You’ll find yourself playing with persistent storage, memory, networking and even tinkering with CPU instructions. The book takes you through using Rust to extend other applications and teaches you tricks to write blindingly fast code.
You’ll also discover parallel and concurrent programming. Filled to the brim with real-life use cases and scenarios, you’ll go beyond the Rust syntax and see what Rust has to offer in real-world use cases.
Thanks for all of the positive words @AstonJ@Maartz . I’m really delighted that it has finally been released. From the very positive reviews that it’s already received, it’s clear that its project-based approach is beneficial to many learners.
If anyone stumbles across this thread - please feel free to ask me anything
I very like project-based approach. This approach clearly demonstrates to the reader his progress, motivates him to continue studying the topic and, like a favorite TV series, carries away reading from studying the book further.
My question, as a reader, to you, Tim. On the pages of your book, you have implemented several projects. Which one caused you the most difficulty in implementing it, and why?
Good question! It is not a 700 page book covering the entire language. Expect light treatment of macros, async and higher-order programming. I spend a lot of time teaching low-level programming though, because I expect that most readers are least familiar with that.
I think the database-from-scratch example was the most difficult. But only because I re-wrote the chapter multiple times.

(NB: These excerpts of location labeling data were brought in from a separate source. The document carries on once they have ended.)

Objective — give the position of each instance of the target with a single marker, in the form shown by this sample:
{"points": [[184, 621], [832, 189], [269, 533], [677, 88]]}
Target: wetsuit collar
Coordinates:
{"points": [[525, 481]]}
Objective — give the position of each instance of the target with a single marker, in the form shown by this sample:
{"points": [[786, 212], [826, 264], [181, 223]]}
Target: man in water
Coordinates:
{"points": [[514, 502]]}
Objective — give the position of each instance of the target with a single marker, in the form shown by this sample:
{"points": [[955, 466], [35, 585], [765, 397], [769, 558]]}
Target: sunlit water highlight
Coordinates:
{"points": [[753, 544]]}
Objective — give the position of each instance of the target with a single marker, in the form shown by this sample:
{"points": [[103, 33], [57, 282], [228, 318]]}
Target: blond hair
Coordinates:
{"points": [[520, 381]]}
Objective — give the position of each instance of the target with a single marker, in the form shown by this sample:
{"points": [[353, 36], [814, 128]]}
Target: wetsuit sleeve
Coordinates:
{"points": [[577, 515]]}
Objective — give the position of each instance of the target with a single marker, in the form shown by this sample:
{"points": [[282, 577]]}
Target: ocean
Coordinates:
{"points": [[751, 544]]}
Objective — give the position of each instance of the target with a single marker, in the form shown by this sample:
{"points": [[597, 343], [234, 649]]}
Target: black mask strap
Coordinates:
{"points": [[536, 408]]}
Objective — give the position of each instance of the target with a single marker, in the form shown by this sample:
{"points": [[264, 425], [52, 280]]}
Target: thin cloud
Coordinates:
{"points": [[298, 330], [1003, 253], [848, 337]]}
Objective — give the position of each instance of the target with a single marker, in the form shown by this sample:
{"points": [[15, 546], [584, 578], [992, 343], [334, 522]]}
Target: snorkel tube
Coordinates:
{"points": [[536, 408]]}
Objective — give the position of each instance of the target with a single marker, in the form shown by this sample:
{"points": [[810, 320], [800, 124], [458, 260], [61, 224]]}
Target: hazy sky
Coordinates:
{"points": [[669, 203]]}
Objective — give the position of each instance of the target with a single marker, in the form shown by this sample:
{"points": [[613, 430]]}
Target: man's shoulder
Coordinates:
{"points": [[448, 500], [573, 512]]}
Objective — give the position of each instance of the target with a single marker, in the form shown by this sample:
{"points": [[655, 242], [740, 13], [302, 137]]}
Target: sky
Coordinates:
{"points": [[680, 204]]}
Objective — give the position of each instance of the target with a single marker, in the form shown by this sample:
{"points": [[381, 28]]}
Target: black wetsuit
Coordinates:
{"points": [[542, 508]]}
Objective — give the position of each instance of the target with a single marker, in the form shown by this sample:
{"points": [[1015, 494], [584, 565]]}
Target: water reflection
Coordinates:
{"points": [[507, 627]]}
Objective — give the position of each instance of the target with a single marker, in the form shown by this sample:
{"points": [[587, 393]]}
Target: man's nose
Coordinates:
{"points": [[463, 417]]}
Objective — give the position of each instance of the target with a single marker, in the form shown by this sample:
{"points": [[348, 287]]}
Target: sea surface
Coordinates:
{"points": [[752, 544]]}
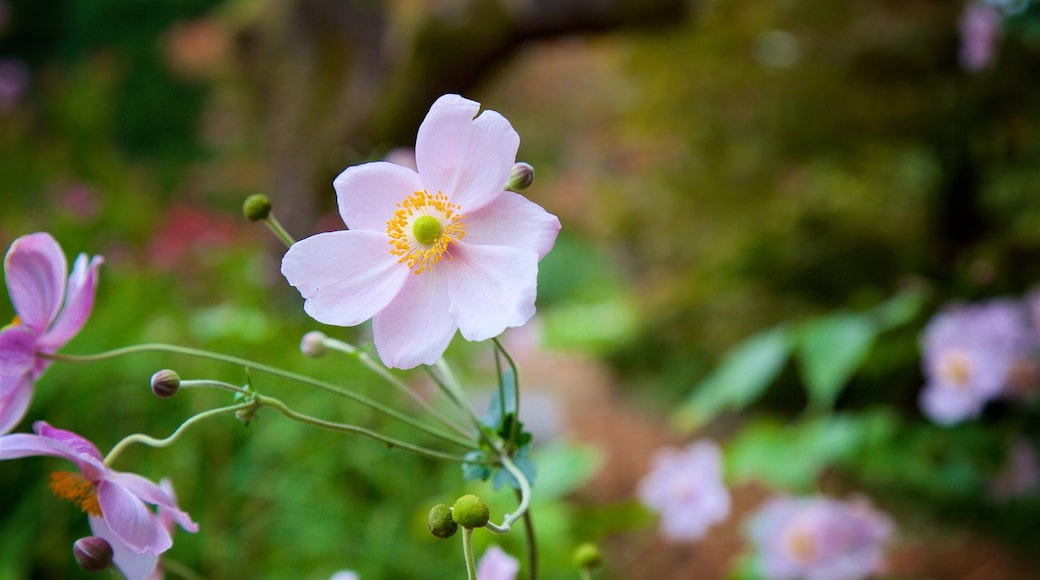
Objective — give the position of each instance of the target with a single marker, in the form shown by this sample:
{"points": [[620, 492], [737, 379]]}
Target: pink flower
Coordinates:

I originally wanted to provide a much richer database with a full query language, but ultimately pulled back because there was not enough space in the book. One of my drafts for the chapter was 90 pages long,.
From a different perspective, it was somewhat difficult to go back to my earlier examples. I became a much better Rust programmer as I wrote the book. And I kept fighting the urge to re-write what I had already written.
Thank you for so quick answers @timClicks! Hope your solution inspires enthusiastic readers to develop databases using this language (Rust).
A very interesting topic that you touched upon in your book, Tim, is parallel and concurrent programming. What is the fundamental difference between Rust programming in parallel and concurrent development styles? Is there a difference in Rust development?
Have you used these techniques in each projects of the book (were they needed everywhere)?
One of the advantages of Rust is that the techniques you learn for single-threaded programming map perfectly to the multi-threaded case also. You cannot have two scopes with write access to data anywhere in your program, even across thread boundaries.